Hi Blake, Yea I think I have pretty much decided to scrap the feed rollers. Its not the biggest priority.

I was thinking of only a 1HP, maybe I will bump my expectation up a bit and see what I can find cheap in the > 1 hp field.

For my table I was planning on glueing 2 sheets of mdf together with a plastic lam top and bottom.

Did you use sandpaper on a board or did you use just sandpaper? I have seen the reccomendation to use sp glued to a board…so I was curious how you did it.

I think I have figured out how I want to do my adjustment screw, but I have to think whether it will be a pita to remove it before putting the table away. I also have an idea on a way to actually make it swivel out of the way when I am ready to store it. We’ll see which way I like it better.

-- If you can't build it, code it. If you can't code it, build it. But always ALWAYS take a picture.
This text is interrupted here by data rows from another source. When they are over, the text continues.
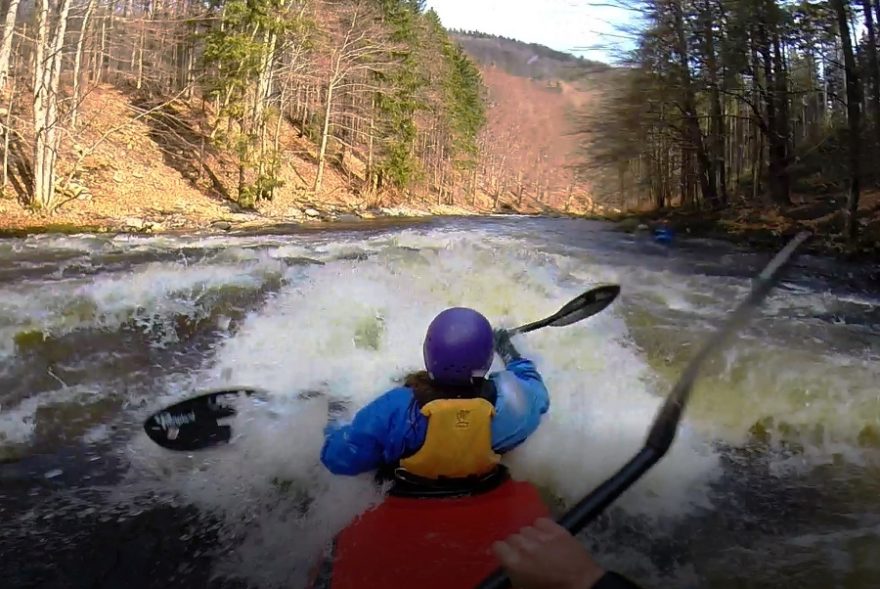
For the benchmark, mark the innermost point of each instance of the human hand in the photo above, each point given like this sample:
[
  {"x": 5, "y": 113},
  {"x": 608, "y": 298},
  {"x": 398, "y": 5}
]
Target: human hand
[{"x": 546, "y": 556}]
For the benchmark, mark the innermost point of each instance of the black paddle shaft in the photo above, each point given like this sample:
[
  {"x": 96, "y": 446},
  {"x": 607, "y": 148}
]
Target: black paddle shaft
[{"x": 663, "y": 430}]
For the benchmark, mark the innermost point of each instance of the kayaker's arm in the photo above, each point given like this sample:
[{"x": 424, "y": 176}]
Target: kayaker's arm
[
  {"x": 376, "y": 436},
  {"x": 522, "y": 400},
  {"x": 545, "y": 555}
]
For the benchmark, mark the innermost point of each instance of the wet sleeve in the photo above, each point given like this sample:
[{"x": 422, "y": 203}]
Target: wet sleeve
[
  {"x": 375, "y": 436},
  {"x": 522, "y": 400}
]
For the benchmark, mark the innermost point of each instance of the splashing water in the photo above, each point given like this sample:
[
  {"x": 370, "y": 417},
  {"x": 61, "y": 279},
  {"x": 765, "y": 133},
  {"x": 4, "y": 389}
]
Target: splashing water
[{"x": 343, "y": 314}]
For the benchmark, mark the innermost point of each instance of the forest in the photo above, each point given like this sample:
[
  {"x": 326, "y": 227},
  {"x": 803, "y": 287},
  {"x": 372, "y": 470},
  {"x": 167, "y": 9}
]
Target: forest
[
  {"x": 377, "y": 82},
  {"x": 745, "y": 103}
]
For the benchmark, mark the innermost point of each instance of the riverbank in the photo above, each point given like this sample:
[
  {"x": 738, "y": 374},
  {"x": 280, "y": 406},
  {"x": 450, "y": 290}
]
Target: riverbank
[
  {"x": 770, "y": 229},
  {"x": 23, "y": 224},
  {"x": 136, "y": 166}
]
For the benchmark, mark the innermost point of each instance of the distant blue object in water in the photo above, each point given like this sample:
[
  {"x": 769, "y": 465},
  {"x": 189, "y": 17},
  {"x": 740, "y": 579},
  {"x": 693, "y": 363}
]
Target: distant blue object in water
[{"x": 664, "y": 235}]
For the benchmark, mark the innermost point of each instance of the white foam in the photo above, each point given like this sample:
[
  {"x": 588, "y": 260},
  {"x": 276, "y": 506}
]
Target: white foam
[{"x": 351, "y": 328}]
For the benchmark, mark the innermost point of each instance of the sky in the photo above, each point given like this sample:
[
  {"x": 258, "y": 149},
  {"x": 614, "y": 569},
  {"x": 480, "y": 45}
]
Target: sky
[{"x": 574, "y": 26}]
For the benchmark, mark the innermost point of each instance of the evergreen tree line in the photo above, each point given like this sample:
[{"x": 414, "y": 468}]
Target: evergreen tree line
[
  {"x": 741, "y": 103},
  {"x": 376, "y": 80}
]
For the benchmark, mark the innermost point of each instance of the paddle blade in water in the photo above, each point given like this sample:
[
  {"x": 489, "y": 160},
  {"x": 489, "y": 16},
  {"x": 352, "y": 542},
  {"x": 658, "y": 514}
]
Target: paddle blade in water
[
  {"x": 578, "y": 309},
  {"x": 587, "y": 304},
  {"x": 194, "y": 424}
]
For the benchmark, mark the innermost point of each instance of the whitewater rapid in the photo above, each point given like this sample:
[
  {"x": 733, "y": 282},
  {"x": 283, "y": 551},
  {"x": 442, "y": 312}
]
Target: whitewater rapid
[{"x": 343, "y": 314}]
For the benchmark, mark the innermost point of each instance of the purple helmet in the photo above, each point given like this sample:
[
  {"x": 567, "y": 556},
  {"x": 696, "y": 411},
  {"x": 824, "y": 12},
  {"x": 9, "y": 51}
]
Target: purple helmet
[{"x": 458, "y": 346}]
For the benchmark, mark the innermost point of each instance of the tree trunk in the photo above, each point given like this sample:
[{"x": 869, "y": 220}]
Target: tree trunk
[
  {"x": 6, "y": 42},
  {"x": 689, "y": 107},
  {"x": 47, "y": 73},
  {"x": 873, "y": 67},
  {"x": 77, "y": 62},
  {"x": 325, "y": 135},
  {"x": 716, "y": 113},
  {"x": 853, "y": 100}
]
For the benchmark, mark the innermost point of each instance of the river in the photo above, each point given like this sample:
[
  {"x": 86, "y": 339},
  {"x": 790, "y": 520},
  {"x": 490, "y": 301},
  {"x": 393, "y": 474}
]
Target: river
[{"x": 772, "y": 482}]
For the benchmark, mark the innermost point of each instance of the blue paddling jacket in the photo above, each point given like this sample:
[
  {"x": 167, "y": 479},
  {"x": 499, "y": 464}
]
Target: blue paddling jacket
[{"x": 392, "y": 427}]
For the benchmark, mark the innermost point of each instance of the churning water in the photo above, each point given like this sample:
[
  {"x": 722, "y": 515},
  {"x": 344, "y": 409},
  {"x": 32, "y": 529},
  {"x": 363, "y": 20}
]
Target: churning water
[{"x": 772, "y": 481}]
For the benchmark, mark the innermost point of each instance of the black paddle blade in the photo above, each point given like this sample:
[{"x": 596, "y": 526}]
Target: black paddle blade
[
  {"x": 578, "y": 309},
  {"x": 194, "y": 424},
  {"x": 589, "y": 303}
]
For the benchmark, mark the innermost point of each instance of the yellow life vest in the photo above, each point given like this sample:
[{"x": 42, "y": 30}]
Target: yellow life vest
[{"x": 458, "y": 442}]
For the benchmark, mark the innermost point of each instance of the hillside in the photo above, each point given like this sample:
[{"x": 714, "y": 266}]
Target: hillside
[
  {"x": 457, "y": 123},
  {"x": 536, "y": 96},
  {"x": 526, "y": 60}
]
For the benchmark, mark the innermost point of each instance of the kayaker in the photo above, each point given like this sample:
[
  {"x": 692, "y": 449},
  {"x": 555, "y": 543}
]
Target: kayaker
[
  {"x": 449, "y": 421},
  {"x": 546, "y": 556}
]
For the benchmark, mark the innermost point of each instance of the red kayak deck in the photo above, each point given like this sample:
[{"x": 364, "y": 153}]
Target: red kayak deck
[{"x": 432, "y": 543}]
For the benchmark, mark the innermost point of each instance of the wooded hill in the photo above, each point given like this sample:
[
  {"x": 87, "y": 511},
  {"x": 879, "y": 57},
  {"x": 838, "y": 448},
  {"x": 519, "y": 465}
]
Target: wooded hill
[
  {"x": 760, "y": 104},
  {"x": 377, "y": 86}
]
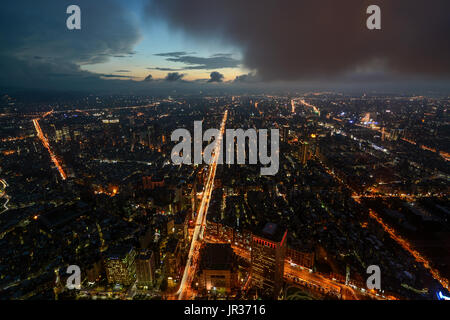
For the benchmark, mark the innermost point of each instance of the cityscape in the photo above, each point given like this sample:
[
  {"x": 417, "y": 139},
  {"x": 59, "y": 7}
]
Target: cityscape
[{"x": 93, "y": 206}]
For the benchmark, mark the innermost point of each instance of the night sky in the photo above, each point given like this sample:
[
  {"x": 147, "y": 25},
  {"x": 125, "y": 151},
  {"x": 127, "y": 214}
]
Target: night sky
[{"x": 202, "y": 43}]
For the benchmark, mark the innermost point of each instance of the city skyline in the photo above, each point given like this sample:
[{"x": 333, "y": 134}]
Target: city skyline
[{"x": 139, "y": 45}]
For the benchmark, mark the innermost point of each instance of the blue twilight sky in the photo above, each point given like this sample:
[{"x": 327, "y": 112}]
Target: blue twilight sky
[
  {"x": 156, "y": 37},
  {"x": 208, "y": 44}
]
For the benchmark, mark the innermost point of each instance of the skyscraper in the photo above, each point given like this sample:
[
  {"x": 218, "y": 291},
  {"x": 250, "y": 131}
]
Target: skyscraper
[
  {"x": 145, "y": 268},
  {"x": 267, "y": 260},
  {"x": 120, "y": 265},
  {"x": 304, "y": 153}
]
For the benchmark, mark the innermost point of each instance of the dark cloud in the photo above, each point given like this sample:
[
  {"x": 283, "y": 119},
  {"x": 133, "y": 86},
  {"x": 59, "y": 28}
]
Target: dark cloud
[
  {"x": 297, "y": 39},
  {"x": 246, "y": 78},
  {"x": 173, "y": 54},
  {"x": 148, "y": 78},
  {"x": 174, "y": 76},
  {"x": 216, "y": 77},
  {"x": 115, "y": 76},
  {"x": 37, "y": 47},
  {"x": 165, "y": 69},
  {"x": 214, "y": 62}
]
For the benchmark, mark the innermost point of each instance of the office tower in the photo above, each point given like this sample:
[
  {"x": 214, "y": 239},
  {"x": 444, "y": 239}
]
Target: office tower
[
  {"x": 304, "y": 153},
  {"x": 145, "y": 268},
  {"x": 285, "y": 133},
  {"x": 120, "y": 265},
  {"x": 218, "y": 268},
  {"x": 267, "y": 260}
]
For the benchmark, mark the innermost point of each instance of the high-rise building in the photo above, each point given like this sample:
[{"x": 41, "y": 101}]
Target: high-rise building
[
  {"x": 218, "y": 268},
  {"x": 284, "y": 133},
  {"x": 304, "y": 153},
  {"x": 145, "y": 268},
  {"x": 267, "y": 260},
  {"x": 120, "y": 265}
]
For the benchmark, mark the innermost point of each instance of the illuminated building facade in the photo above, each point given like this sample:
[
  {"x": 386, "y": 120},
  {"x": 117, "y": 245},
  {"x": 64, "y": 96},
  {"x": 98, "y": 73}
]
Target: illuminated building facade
[
  {"x": 145, "y": 268},
  {"x": 267, "y": 260},
  {"x": 218, "y": 268},
  {"x": 120, "y": 266}
]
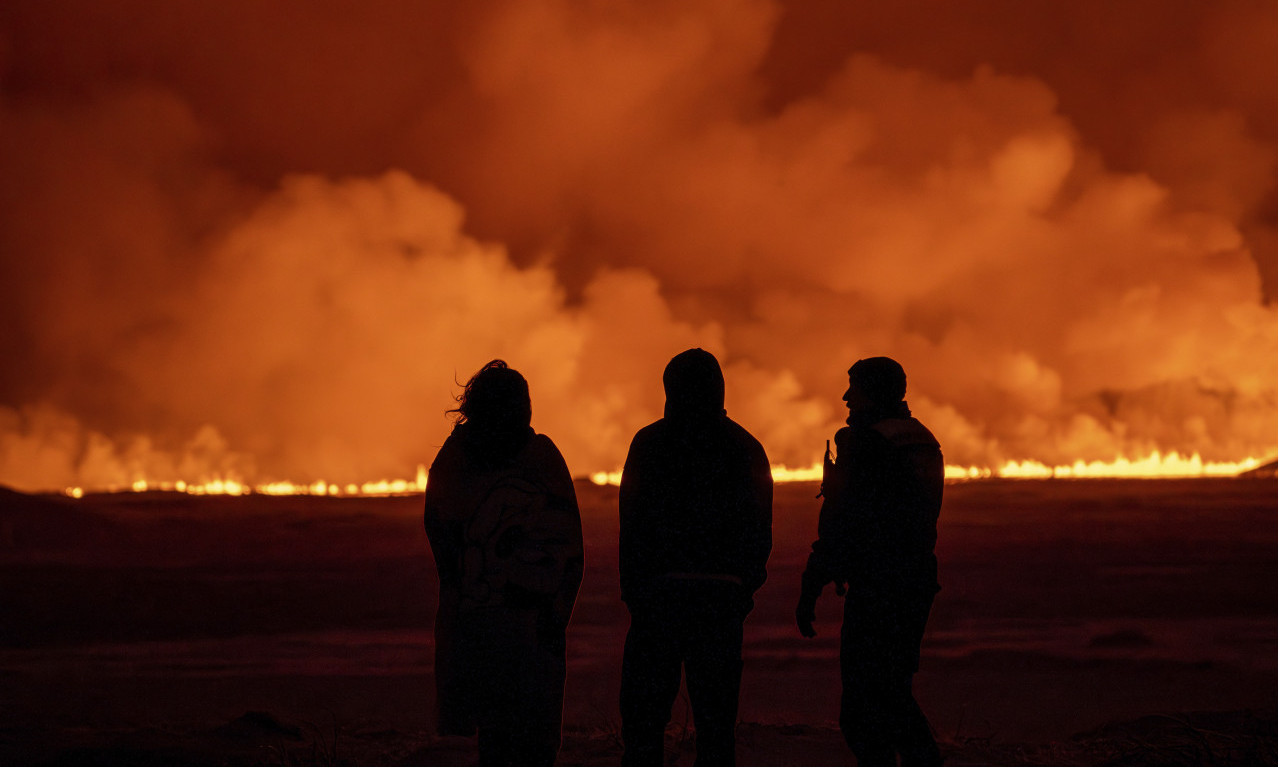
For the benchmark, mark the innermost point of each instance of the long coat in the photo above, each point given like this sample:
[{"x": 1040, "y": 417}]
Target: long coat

View YorkshireStewart's profile

YorkshireStewart

1130 posts in 3364 days


#6 posted 07-21-2008 10:23 PM

I would echo Blake’s four tips.
- I use my machine a lot and it works really well without the added complication of a feed mechanism.
- I have a 1.5 hp motor driving a 16” x 5” roller
- My bed is piece of 1 1/2” kitchen worktop/counter; chipboard already laminated with plastic. Maybe this material is peculiar to UK?
- I used the recommended method of abrasive paper glued to a board & it worked very well indeed. As Blake says, there’s then no argument about the roller not being parallel to the bed

-- Res severa verum gaudium - True pleasure is a serious business. http://www.folksy.com/shops/TreeGems

View depictureboy's profile

depictureboy

420 posts in 3105 days


#7 posted 07-22-2008 10:01 PM

I think that is probably the same as Melamine coated particle board. I could also get a premade countertop and just cut it to size. But I think the MDF with Plastic Laminate will look nicer and be more durable in the end.

-- If you can't build it, code it. If you can't code it, build it. But always ALWAYS take a picture.